4. In the decision cited above also, the preliminary order stated that information had been laid by the Circle Inspector of Police. Mangalore Circle, before the Sub-Divisional Magistrate, that from the incidents' which had taken place on the 18th. 19th and 20th April 1968. there was likelihood of the respondents committing breach of the peace. There was nothing to show in that preliminary order that on the said information the Sub-Divisional Magistrate, had formed an opinion that there was sufficient ground for proceeding under Section 107 of the Criminal Procedure Code. His Lordship. Sadashivavva, J. (as he then was) held that in the absence of any material on the face of the preliminary order to show that the Magistrate had been satisfied that there was likelihood of the breach of the peace being caused by the person proceeded against, the preliminary order cannot be sustained.

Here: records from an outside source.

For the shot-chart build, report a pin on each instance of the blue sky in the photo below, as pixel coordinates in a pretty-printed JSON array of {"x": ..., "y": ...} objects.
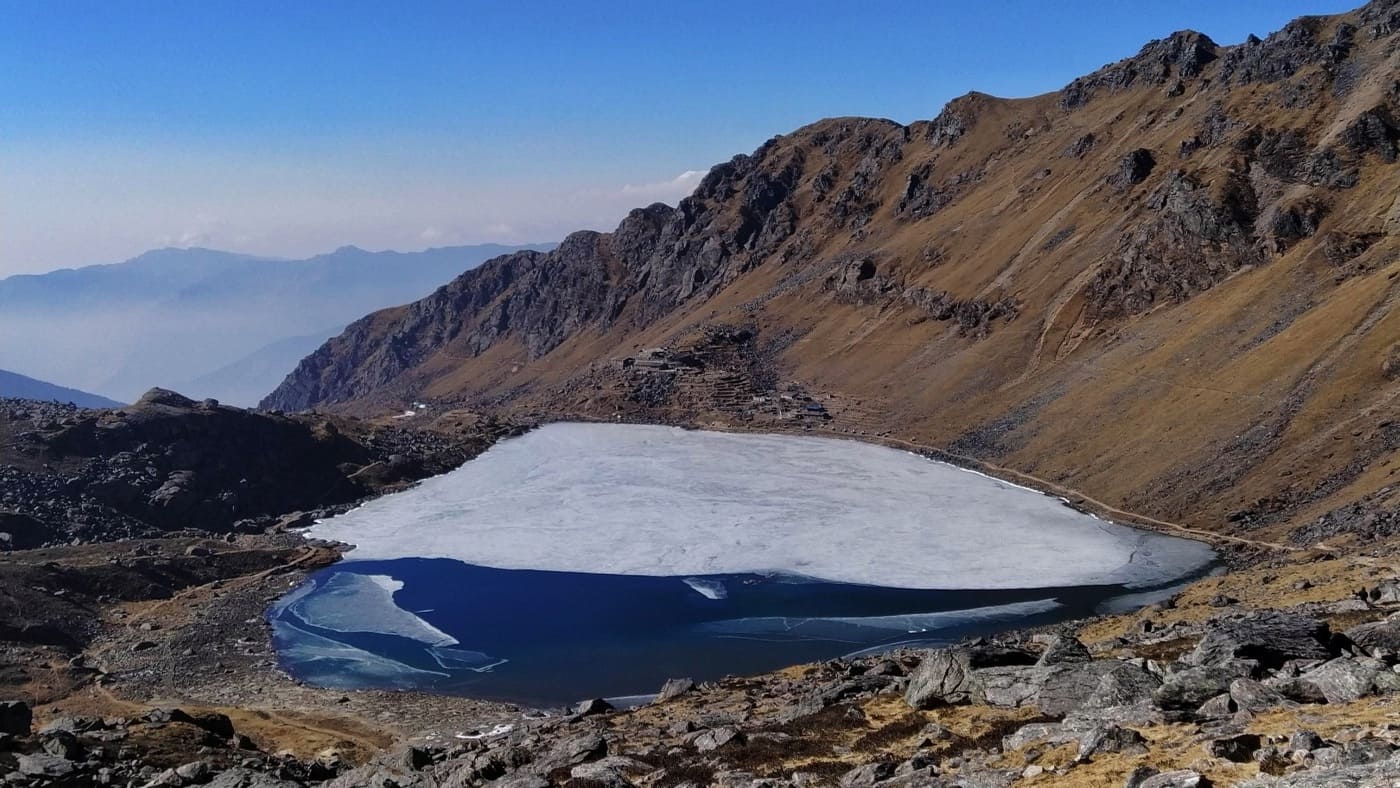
[{"x": 294, "y": 128}]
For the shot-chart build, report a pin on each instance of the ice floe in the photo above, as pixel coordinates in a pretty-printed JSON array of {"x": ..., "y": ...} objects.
[
  {"x": 648, "y": 500},
  {"x": 333, "y": 664},
  {"x": 353, "y": 602},
  {"x": 863, "y": 629},
  {"x": 709, "y": 588}
]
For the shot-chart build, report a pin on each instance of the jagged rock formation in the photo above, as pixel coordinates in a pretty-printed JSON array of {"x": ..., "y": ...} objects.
[{"x": 1168, "y": 284}]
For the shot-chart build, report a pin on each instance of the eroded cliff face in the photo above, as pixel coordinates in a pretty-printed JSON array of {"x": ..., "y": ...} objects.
[{"x": 1168, "y": 286}]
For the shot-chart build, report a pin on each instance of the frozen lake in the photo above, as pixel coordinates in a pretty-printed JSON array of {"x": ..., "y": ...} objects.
[{"x": 599, "y": 559}]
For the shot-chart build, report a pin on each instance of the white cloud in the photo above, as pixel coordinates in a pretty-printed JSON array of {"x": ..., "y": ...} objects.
[{"x": 667, "y": 191}]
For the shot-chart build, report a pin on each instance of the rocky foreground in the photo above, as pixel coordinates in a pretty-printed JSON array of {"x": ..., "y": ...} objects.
[
  {"x": 1284, "y": 673},
  {"x": 147, "y": 661}
]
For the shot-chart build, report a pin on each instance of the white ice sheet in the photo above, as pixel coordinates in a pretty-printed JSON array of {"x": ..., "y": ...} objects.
[{"x": 647, "y": 500}]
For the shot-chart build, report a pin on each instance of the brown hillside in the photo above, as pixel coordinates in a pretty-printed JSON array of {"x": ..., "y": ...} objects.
[{"x": 1169, "y": 286}]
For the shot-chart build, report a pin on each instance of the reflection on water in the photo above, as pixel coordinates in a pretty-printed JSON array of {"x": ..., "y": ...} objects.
[{"x": 549, "y": 638}]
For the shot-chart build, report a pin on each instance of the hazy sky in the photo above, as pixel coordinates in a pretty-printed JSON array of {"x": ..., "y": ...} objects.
[{"x": 296, "y": 128}]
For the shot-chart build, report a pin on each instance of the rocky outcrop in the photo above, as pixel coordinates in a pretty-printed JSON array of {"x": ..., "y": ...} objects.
[
  {"x": 168, "y": 462},
  {"x": 1017, "y": 268}
]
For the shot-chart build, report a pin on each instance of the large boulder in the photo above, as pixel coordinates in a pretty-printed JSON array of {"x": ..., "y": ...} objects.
[
  {"x": 1267, "y": 637},
  {"x": 16, "y": 718},
  {"x": 1344, "y": 679},
  {"x": 1123, "y": 685},
  {"x": 1378, "y": 638},
  {"x": 1061, "y": 650},
  {"x": 1187, "y": 689},
  {"x": 944, "y": 678}
]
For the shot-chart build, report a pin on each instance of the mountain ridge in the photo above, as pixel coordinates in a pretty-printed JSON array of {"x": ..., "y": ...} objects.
[
  {"x": 1197, "y": 240},
  {"x": 175, "y": 317},
  {"x": 14, "y": 385}
]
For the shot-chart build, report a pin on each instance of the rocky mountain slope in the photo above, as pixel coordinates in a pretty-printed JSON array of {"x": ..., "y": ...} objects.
[
  {"x": 168, "y": 463},
  {"x": 1171, "y": 286}
]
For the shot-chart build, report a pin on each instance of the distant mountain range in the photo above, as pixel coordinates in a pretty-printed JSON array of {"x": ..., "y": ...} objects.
[
  {"x": 1172, "y": 284},
  {"x": 205, "y": 322},
  {"x": 20, "y": 387}
]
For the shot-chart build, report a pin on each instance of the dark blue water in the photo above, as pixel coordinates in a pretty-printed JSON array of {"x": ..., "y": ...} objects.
[{"x": 549, "y": 638}]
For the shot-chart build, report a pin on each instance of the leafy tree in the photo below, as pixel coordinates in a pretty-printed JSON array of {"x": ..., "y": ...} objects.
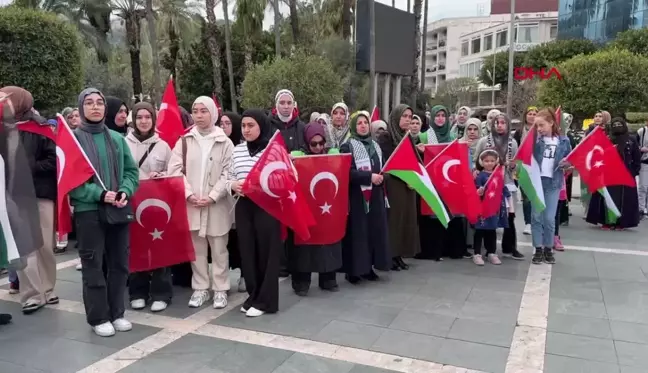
[
  {"x": 500, "y": 60},
  {"x": 311, "y": 78},
  {"x": 554, "y": 52},
  {"x": 612, "y": 80},
  {"x": 41, "y": 53},
  {"x": 635, "y": 40}
]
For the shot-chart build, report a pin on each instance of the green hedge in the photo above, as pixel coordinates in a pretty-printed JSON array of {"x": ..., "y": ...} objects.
[{"x": 41, "y": 53}]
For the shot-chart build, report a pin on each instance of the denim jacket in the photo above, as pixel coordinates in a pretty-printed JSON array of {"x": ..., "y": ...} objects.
[{"x": 563, "y": 149}]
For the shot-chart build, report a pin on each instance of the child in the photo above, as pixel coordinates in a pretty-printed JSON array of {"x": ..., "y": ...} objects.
[{"x": 486, "y": 227}]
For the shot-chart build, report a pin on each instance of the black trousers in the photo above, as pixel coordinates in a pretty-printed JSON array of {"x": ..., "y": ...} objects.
[
  {"x": 488, "y": 238},
  {"x": 259, "y": 239},
  {"x": 154, "y": 285},
  {"x": 509, "y": 238},
  {"x": 103, "y": 295}
]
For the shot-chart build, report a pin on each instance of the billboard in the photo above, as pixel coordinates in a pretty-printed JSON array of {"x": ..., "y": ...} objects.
[{"x": 395, "y": 44}]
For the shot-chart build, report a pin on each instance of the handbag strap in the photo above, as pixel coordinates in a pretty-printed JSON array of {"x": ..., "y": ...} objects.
[{"x": 148, "y": 151}]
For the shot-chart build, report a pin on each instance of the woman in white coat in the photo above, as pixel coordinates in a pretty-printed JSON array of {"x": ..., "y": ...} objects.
[
  {"x": 204, "y": 155},
  {"x": 152, "y": 156}
]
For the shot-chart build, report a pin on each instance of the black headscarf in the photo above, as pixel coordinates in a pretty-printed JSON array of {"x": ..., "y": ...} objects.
[
  {"x": 113, "y": 104},
  {"x": 236, "y": 136},
  {"x": 254, "y": 147}
]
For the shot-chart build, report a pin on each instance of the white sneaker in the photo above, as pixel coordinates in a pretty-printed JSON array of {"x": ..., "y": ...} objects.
[
  {"x": 527, "y": 229},
  {"x": 158, "y": 306},
  {"x": 253, "y": 312},
  {"x": 198, "y": 298},
  {"x": 104, "y": 330},
  {"x": 138, "y": 304},
  {"x": 220, "y": 299},
  {"x": 122, "y": 325}
]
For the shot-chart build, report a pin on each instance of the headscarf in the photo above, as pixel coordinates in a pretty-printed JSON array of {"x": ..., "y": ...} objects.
[
  {"x": 256, "y": 146},
  {"x": 366, "y": 140},
  {"x": 113, "y": 104},
  {"x": 85, "y": 134},
  {"x": 338, "y": 135},
  {"x": 443, "y": 133},
  {"x": 23, "y": 104},
  {"x": 136, "y": 132},
  {"x": 236, "y": 135},
  {"x": 394, "y": 123}
]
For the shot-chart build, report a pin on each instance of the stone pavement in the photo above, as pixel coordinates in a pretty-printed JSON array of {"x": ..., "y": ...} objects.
[{"x": 588, "y": 313}]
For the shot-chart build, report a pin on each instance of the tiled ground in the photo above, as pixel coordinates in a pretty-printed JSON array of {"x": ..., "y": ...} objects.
[{"x": 437, "y": 317}]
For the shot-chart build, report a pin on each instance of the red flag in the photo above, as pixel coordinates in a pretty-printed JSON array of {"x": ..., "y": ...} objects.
[
  {"x": 272, "y": 184},
  {"x": 375, "y": 114},
  {"x": 72, "y": 168},
  {"x": 159, "y": 236},
  {"x": 37, "y": 128},
  {"x": 169, "y": 121},
  {"x": 493, "y": 192},
  {"x": 598, "y": 162},
  {"x": 450, "y": 173},
  {"x": 324, "y": 180}
]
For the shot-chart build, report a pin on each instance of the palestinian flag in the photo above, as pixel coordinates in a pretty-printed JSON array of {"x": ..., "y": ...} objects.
[
  {"x": 529, "y": 171},
  {"x": 405, "y": 165}
]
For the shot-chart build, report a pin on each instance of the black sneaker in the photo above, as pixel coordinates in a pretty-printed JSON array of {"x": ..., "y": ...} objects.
[
  {"x": 538, "y": 256},
  {"x": 548, "y": 256}
]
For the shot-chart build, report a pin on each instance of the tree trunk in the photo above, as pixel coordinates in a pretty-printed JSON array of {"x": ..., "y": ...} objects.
[
  {"x": 294, "y": 21},
  {"x": 414, "y": 86},
  {"x": 212, "y": 45},
  {"x": 150, "y": 20},
  {"x": 228, "y": 56}
]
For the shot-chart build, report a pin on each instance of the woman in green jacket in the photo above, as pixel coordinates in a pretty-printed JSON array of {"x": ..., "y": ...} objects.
[{"x": 102, "y": 213}]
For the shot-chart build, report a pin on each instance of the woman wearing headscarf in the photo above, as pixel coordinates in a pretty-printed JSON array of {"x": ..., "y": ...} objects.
[
  {"x": 365, "y": 245},
  {"x": 339, "y": 130},
  {"x": 286, "y": 119},
  {"x": 259, "y": 234},
  {"x": 231, "y": 123},
  {"x": 624, "y": 197},
  {"x": 38, "y": 278},
  {"x": 204, "y": 156},
  {"x": 459, "y": 126},
  {"x": 152, "y": 156},
  {"x": 501, "y": 140},
  {"x": 303, "y": 260},
  {"x": 402, "y": 215},
  {"x": 102, "y": 216}
]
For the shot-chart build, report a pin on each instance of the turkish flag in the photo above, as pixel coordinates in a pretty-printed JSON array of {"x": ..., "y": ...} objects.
[
  {"x": 159, "y": 236},
  {"x": 169, "y": 122},
  {"x": 450, "y": 174},
  {"x": 324, "y": 180},
  {"x": 598, "y": 162},
  {"x": 72, "y": 169},
  {"x": 272, "y": 184},
  {"x": 493, "y": 192}
]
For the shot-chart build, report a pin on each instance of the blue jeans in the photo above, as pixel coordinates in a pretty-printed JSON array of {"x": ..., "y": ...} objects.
[{"x": 543, "y": 224}]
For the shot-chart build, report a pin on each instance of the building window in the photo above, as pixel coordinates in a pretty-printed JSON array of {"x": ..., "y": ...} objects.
[
  {"x": 527, "y": 34},
  {"x": 488, "y": 42},
  {"x": 501, "y": 38},
  {"x": 475, "y": 46}
]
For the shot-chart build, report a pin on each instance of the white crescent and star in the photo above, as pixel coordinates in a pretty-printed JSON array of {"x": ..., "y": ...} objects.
[
  {"x": 153, "y": 202},
  {"x": 446, "y": 168},
  {"x": 588, "y": 158},
  {"x": 60, "y": 154}
]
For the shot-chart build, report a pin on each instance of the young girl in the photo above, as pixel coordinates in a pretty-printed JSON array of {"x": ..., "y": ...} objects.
[{"x": 486, "y": 227}]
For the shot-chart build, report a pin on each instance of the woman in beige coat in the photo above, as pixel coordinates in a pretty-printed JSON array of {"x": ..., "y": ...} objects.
[
  {"x": 203, "y": 155},
  {"x": 152, "y": 156}
]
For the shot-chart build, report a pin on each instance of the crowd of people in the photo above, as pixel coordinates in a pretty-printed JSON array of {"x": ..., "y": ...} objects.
[{"x": 230, "y": 231}]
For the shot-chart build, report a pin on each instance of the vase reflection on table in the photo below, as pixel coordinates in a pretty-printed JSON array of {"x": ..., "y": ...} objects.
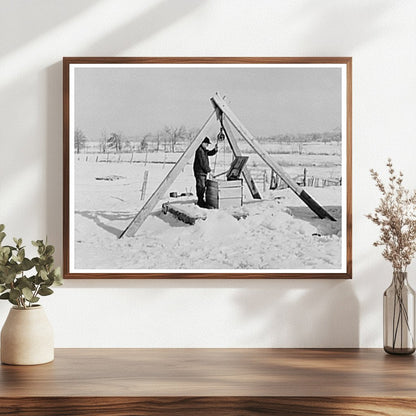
[{"x": 396, "y": 218}]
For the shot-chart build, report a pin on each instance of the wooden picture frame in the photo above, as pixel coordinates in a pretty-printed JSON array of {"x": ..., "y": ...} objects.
[{"x": 131, "y": 129}]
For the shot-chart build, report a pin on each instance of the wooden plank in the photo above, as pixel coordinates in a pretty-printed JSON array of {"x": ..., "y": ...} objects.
[
  {"x": 303, "y": 195},
  {"x": 227, "y": 372},
  {"x": 237, "y": 152},
  {"x": 148, "y": 207}
]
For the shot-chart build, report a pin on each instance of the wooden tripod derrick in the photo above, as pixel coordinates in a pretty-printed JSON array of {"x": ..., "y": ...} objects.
[
  {"x": 238, "y": 125},
  {"x": 227, "y": 118}
]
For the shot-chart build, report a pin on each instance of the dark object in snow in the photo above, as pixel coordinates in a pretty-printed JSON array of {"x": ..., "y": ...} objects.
[
  {"x": 110, "y": 178},
  {"x": 224, "y": 194}
]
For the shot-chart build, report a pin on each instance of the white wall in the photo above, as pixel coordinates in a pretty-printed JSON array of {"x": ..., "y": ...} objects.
[{"x": 380, "y": 35}]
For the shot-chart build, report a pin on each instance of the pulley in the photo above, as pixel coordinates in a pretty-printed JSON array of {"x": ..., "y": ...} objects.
[{"x": 221, "y": 135}]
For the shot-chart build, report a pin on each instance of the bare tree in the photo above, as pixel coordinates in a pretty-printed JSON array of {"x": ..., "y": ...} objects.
[
  {"x": 191, "y": 133},
  {"x": 103, "y": 140},
  {"x": 144, "y": 143},
  {"x": 174, "y": 134},
  {"x": 79, "y": 139},
  {"x": 158, "y": 139},
  {"x": 114, "y": 142}
]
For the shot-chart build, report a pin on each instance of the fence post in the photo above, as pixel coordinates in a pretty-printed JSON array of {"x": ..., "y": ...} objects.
[{"x": 144, "y": 185}]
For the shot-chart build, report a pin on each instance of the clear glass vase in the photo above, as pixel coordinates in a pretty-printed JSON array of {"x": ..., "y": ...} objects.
[{"x": 399, "y": 316}]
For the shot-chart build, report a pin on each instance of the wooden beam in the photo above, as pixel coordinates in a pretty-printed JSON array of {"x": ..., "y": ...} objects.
[
  {"x": 237, "y": 152},
  {"x": 303, "y": 195},
  {"x": 147, "y": 208}
]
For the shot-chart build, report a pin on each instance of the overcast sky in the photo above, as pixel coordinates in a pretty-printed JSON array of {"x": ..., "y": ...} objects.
[{"x": 268, "y": 101}]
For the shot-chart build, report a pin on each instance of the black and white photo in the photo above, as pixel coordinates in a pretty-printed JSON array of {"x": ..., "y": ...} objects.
[{"x": 210, "y": 168}]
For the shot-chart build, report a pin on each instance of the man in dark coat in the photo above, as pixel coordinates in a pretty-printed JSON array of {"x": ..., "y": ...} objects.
[{"x": 201, "y": 169}]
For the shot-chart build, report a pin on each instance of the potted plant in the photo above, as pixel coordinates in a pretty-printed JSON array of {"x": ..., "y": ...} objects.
[
  {"x": 27, "y": 336},
  {"x": 396, "y": 217}
]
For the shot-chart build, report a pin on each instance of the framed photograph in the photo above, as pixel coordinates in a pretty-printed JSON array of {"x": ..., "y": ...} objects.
[{"x": 207, "y": 167}]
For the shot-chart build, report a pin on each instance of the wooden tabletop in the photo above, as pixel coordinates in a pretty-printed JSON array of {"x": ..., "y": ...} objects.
[{"x": 218, "y": 376}]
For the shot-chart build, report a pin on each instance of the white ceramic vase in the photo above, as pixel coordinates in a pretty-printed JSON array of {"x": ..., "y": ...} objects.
[{"x": 27, "y": 337}]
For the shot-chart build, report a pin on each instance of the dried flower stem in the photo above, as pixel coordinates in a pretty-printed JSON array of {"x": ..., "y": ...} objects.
[{"x": 396, "y": 217}]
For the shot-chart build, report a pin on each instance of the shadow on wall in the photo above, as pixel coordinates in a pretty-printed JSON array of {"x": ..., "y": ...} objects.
[
  {"x": 301, "y": 313},
  {"x": 158, "y": 17},
  {"x": 44, "y": 17},
  {"x": 348, "y": 25}
]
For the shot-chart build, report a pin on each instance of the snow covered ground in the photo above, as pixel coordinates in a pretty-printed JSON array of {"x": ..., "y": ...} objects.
[{"x": 279, "y": 232}]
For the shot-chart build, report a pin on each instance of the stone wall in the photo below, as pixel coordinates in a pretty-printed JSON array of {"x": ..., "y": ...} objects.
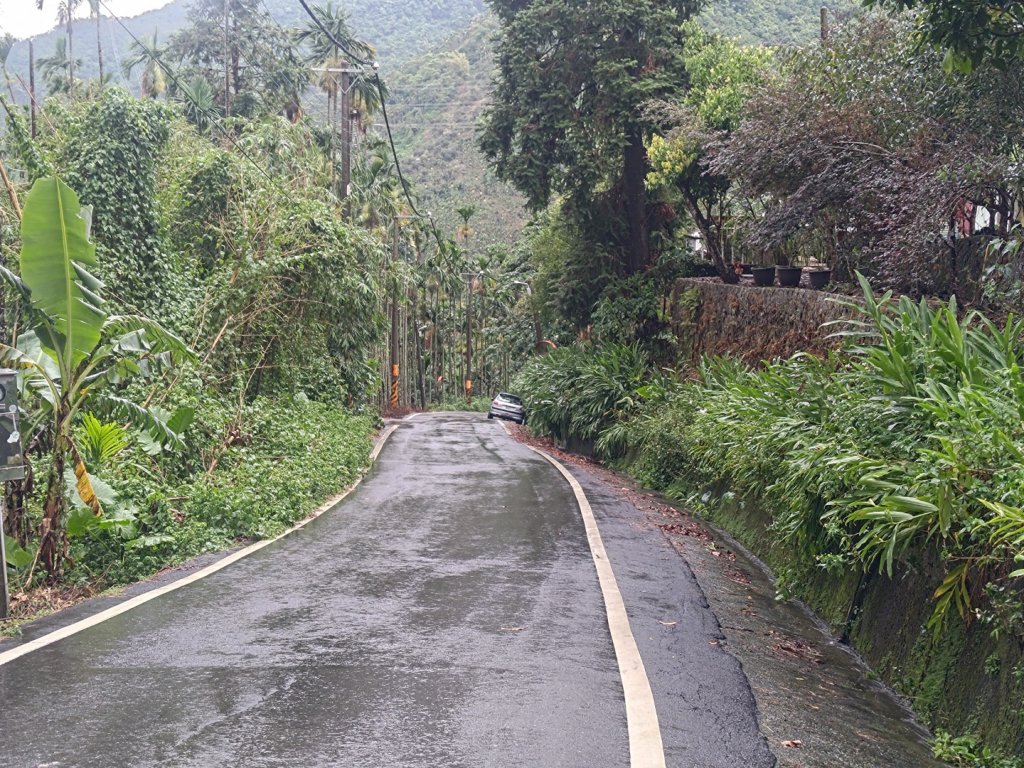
[{"x": 755, "y": 324}]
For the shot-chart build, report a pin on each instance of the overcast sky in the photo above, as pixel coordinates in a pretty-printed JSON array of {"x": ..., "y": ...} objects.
[{"x": 20, "y": 18}]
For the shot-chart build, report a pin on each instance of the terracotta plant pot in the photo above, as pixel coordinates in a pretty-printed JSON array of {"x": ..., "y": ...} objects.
[
  {"x": 788, "y": 276},
  {"x": 819, "y": 278},
  {"x": 763, "y": 275}
]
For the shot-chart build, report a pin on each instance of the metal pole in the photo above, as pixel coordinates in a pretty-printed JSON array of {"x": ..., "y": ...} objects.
[
  {"x": 394, "y": 322},
  {"x": 32, "y": 86},
  {"x": 346, "y": 136},
  {"x": 227, "y": 61},
  {"x": 4, "y": 590},
  {"x": 469, "y": 339}
]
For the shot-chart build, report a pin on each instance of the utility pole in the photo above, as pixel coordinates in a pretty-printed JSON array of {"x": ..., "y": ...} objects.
[
  {"x": 345, "y": 84},
  {"x": 470, "y": 276},
  {"x": 394, "y": 322},
  {"x": 420, "y": 373},
  {"x": 346, "y": 135},
  {"x": 32, "y": 86},
  {"x": 11, "y": 468},
  {"x": 538, "y": 335},
  {"x": 227, "y": 62},
  {"x": 4, "y": 589}
]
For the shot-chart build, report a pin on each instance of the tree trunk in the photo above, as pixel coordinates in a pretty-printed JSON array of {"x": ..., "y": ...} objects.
[
  {"x": 99, "y": 48},
  {"x": 71, "y": 57},
  {"x": 634, "y": 177},
  {"x": 713, "y": 239},
  {"x": 53, "y": 544}
]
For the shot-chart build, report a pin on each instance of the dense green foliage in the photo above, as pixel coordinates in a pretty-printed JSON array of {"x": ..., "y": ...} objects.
[
  {"x": 862, "y": 154},
  {"x": 971, "y": 32},
  {"x": 772, "y": 22},
  {"x": 909, "y": 446},
  {"x": 566, "y": 119},
  {"x": 424, "y": 24},
  {"x": 285, "y": 458},
  {"x": 437, "y": 97}
]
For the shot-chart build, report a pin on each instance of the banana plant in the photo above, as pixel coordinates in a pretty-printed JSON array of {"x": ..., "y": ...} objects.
[{"x": 75, "y": 352}]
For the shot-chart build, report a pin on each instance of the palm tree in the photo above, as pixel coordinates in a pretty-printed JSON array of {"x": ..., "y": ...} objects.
[
  {"x": 324, "y": 53},
  {"x": 147, "y": 52},
  {"x": 56, "y": 69},
  {"x": 199, "y": 102},
  {"x": 94, "y": 12},
  {"x": 464, "y": 229},
  {"x": 6, "y": 43},
  {"x": 376, "y": 192},
  {"x": 66, "y": 14}
]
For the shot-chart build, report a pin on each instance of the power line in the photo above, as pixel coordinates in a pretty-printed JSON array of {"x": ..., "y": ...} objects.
[
  {"x": 387, "y": 124},
  {"x": 333, "y": 39},
  {"x": 177, "y": 83}
]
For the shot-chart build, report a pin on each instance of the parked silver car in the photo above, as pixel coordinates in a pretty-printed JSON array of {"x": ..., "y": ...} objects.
[{"x": 509, "y": 407}]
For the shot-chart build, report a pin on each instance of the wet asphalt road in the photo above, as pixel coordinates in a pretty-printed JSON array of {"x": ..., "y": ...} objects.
[{"x": 446, "y": 613}]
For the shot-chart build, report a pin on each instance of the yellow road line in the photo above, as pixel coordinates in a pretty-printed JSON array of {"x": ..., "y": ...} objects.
[
  {"x": 134, "y": 602},
  {"x": 646, "y": 750}
]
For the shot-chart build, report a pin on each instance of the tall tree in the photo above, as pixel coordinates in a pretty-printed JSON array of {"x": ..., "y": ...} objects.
[
  {"x": 723, "y": 76},
  {"x": 94, "y": 12},
  {"x": 56, "y": 69},
  {"x": 325, "y": 54},
  {"x": 970, "y": 31},
  {"x": 147, "y": 52},
  {"x": 566, "y": 115},
  {"x": 244, "y": 53},
  {"x": 66, "y": 15}
]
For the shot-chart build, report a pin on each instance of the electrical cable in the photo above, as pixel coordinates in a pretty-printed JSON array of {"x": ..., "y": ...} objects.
[
  {"x": 387, "y": 124},
  {"x": 170, "y": 74},
  {"x": 330, "y": 36}
]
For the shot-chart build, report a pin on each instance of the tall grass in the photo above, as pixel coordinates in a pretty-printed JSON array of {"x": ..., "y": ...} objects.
[{"x": 910, "y": 440}]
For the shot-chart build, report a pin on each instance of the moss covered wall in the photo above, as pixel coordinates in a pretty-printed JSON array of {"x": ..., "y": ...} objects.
[
  {"x": 964, "y": 680},
  {"x": 755, "y": 324}
]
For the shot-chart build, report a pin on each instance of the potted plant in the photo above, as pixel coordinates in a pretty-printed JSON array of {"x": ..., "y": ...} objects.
[
  {"x": 787, "y": 274},
  {"x": 763, "y": 275},
  {"x": 819, "y": 276}
]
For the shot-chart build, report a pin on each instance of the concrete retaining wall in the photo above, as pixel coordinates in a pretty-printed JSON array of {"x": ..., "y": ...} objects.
[{"x": 755, "y": 324}]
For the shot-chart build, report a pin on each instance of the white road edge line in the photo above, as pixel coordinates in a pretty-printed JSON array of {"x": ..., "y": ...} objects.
[
  {"x": 646, "y": 750},
  {"x": 116, "y": 610}
]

5. Section 107 (1) of the Criminal Procedure Code lays down that whenever such a Magistrate is informed that any person is likely to commit a breach of the peace or disturb the public tranauillity, or to do any wrongful act that may probably occasion a breach of the peace, or disturb the peace, or disturb public tranauillity, the Magistrate, if in his opinion, there is sufficient ground for proceeding, may, in manner provided for that purpose, require such person to show cause;... A plain reading of Section 107 (1) of the Criminal Procedure Code makes it abundantly clear that it is absolutely necessary that the Magistrate should consider the facts contained in the information received by him and form an opinion that the facts give rise to grounds which are sufficient in their opinion for proceedings under Section 107 of the Criminal Procedure Code. In the absence of information of such opinion by a Magistrate. . proceedings under Section 107 of the Criminal Procedure Code cannot be instituted. The order in question does not contain any such material. It does not even show that the Sub-Divisional Magistrate had considered the facts contained in the report lodged by the Sub Inspector of Police, Jalahalli Police Station and those did, in his opinion, gave rise to sufficient grounds for proceeding under Section 107 of the Criminal Procedure Code.

6. In the result, this petition is allowed and the order passed by the Sub-Divisional Magistrate. Bangalore Sub-Division Bangalore, in S. P. No. 14 of 1970-71, on 29-1-1971 is set aside.